The biggest nutritional mistake people can make is getting rid of all the fat in their diets for weight loss. Not all fats are bad, and some are required for good health. This is surprising when you consider some basic facts about fat. It is a fact that 1g of fat contains 9 calories, compare with 4 calories in 1g of carbohydrate or protein. And it is also a fact that the body stores energy from fat more efficiently than from protein and carbohydrates.
Monounsaturated and polyunsaturated fats may actually help to keep blood sugar and insulin levels burning instead of fat storage.
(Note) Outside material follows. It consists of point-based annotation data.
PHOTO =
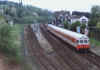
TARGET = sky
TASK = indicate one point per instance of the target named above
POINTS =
(69, 5)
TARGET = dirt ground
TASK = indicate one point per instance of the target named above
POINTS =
(7, 66)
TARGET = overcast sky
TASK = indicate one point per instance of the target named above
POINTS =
(70, 5)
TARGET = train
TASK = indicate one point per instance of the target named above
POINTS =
(77, 40)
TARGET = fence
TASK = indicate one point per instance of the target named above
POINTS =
(94, 33)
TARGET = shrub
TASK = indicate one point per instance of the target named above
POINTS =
(7, 41)
(74, 25)
(66, 24)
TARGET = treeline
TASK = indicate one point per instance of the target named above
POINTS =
(24, 14)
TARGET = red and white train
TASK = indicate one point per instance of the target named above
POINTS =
(77, 40)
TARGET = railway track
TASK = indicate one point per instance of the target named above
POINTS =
(75, 61)
(92, 57)
(44, 61)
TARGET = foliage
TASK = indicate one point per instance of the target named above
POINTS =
(9, 44)
(74, 25)
(28, 14)
(66, 25)
(98, 25)
(95, 15)
(83, 26)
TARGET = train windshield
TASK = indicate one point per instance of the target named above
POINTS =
(85, 41)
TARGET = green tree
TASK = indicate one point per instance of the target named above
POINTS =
(98, 25)
(74, 25)
(95, 15)
(66, 25)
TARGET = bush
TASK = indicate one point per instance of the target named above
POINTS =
(66, 24)
(7, 41)
(74, 25)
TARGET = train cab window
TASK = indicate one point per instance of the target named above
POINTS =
(81, 41)
(85, 41)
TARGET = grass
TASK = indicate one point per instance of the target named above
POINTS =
(94, 42)
(10, 42)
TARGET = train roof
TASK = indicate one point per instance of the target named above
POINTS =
(68, 32)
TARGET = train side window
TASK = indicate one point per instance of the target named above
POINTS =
(81, 41)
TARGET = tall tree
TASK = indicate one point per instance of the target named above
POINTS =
(95, 15)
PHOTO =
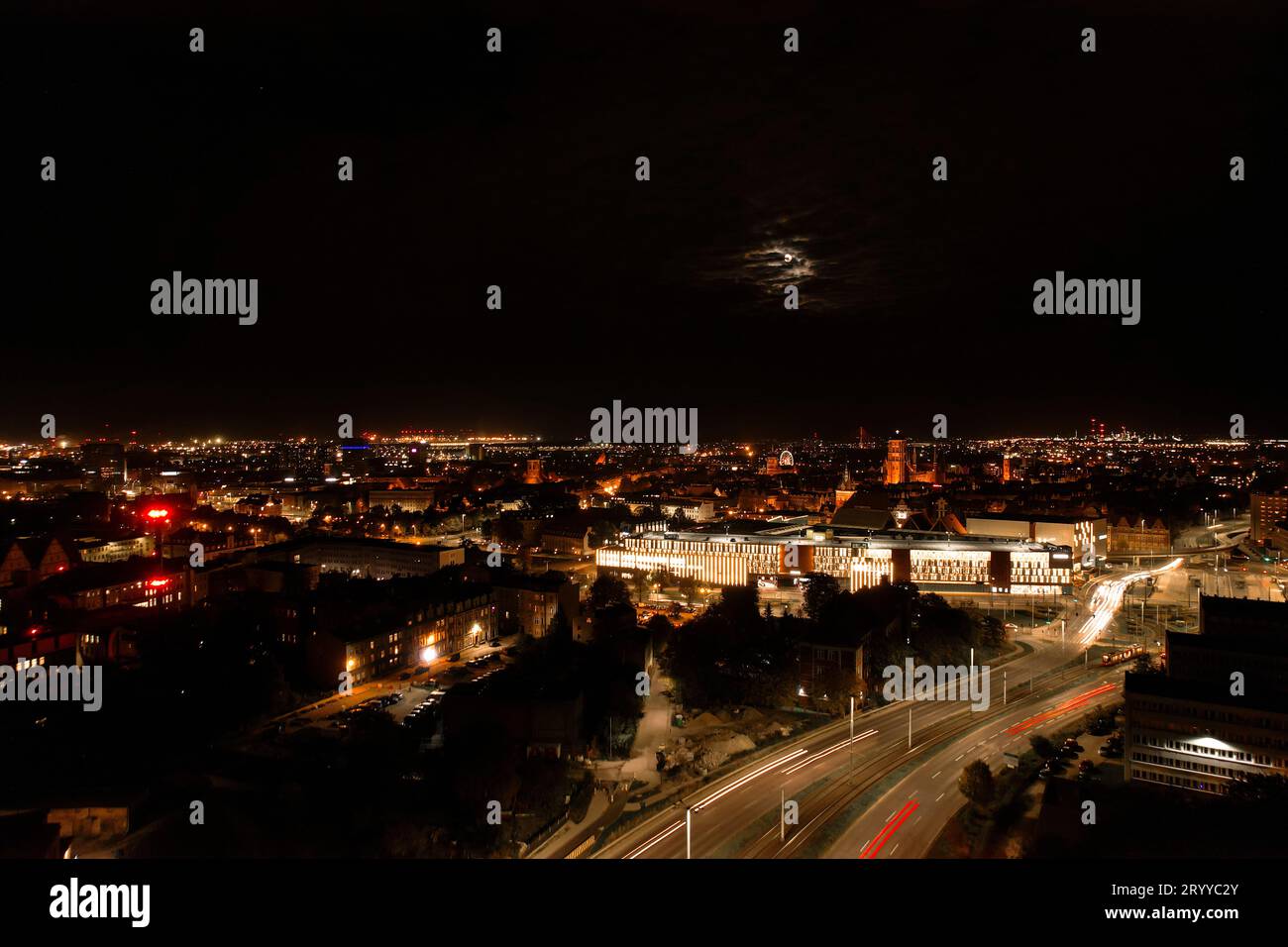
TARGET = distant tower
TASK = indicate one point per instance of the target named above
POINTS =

New England Journal of Medicine and elsewhere have found that the Atkins diet, rich in protein and saturated fat, may promote more weight loss and better cholesterol levels than high carbohydrate, low fat diets.
It appears that, rather than clogging arteries and packing on the pounds, the monounsaturated and polyunsaturated fats improve cholesterol ratios and help with weight loss. Monounsaturated fats have been shown to help to raise levels of high density lipoprotein (HDL or ‘good’) cholesterol and lower levels of low density lipoprotein (LDL or ‘bad’) cholesterol. They also seem to be involve in the controlling of hunger and burning of fat.
Experts agree that the Trans fats in many processed and fried foods are particularly bad for you and your health. Most also agree that the saturated fats in animal products are less beneficial than unsaturated fats. Researchers now believe that monounsaturated and polyunsaturated fats are essential to good health. These good fat foods are good for your heart and waistline.